Subspecies stenophylla grows in heath, mallee heath or open shrubland, from Dirk Hartog Island to Watheroo and inland as far as Paynes Find in the Avon Wheatbelt, Carnarvon, Coolgardie, Geraldton Sandplains, Mallee, Murchison, Swan Coastal Plain and Yalgoo biogeographic regions.

==Conservation status==
Grevillea hakeoides is listed as 'Least Concern' on the IUCN Red List of Threatened Species. Both subspecies of G. hakeoides are listed as 'Not threatened' by the Government of Western Australia Department of Biodiversity, Conservation and Attractions.
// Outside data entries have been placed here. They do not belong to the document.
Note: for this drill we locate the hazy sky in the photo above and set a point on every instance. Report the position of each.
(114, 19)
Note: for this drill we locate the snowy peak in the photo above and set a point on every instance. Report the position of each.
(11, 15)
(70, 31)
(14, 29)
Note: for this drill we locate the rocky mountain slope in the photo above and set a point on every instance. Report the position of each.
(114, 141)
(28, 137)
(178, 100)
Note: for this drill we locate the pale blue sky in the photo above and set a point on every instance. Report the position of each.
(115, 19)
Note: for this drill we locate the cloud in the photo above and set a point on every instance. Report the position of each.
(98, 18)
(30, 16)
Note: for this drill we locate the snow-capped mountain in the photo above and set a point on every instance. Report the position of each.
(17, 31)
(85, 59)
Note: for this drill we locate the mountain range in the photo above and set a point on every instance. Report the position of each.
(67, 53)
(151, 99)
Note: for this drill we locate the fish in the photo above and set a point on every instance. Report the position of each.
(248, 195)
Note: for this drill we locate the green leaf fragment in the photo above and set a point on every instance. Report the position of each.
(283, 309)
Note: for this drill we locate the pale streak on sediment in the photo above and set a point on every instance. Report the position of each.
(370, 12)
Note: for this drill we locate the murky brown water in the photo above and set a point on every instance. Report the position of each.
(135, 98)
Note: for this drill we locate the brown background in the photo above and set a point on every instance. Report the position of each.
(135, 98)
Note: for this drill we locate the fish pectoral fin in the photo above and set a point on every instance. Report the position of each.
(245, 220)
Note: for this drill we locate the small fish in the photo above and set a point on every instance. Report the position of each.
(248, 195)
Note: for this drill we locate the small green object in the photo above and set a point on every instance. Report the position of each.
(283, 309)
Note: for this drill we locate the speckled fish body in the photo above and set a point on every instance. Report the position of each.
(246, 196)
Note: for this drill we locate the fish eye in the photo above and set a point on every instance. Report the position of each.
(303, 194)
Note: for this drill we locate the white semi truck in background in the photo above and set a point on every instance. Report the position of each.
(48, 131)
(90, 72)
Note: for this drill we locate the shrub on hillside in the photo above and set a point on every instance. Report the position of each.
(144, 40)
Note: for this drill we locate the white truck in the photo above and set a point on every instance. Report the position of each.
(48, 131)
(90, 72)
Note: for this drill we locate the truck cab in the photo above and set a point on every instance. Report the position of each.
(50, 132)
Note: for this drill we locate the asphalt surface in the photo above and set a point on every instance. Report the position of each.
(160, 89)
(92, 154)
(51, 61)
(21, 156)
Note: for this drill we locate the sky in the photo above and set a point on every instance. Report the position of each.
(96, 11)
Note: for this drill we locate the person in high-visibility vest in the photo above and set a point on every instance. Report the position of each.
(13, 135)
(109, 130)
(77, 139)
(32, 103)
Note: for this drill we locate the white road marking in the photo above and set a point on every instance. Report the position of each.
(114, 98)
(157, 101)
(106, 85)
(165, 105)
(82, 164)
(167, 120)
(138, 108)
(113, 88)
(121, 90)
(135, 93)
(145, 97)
The species has a widespread distribution and a stable population, though historically, much of its range within the Wheatbelt region of Western Australia has been reduced. In this area, much of the population is primarily limited to road verges where it is threatened by altered fire regimes, clearance and competition with invasive weed species. These threats are currently not substantial enough to affect the general population.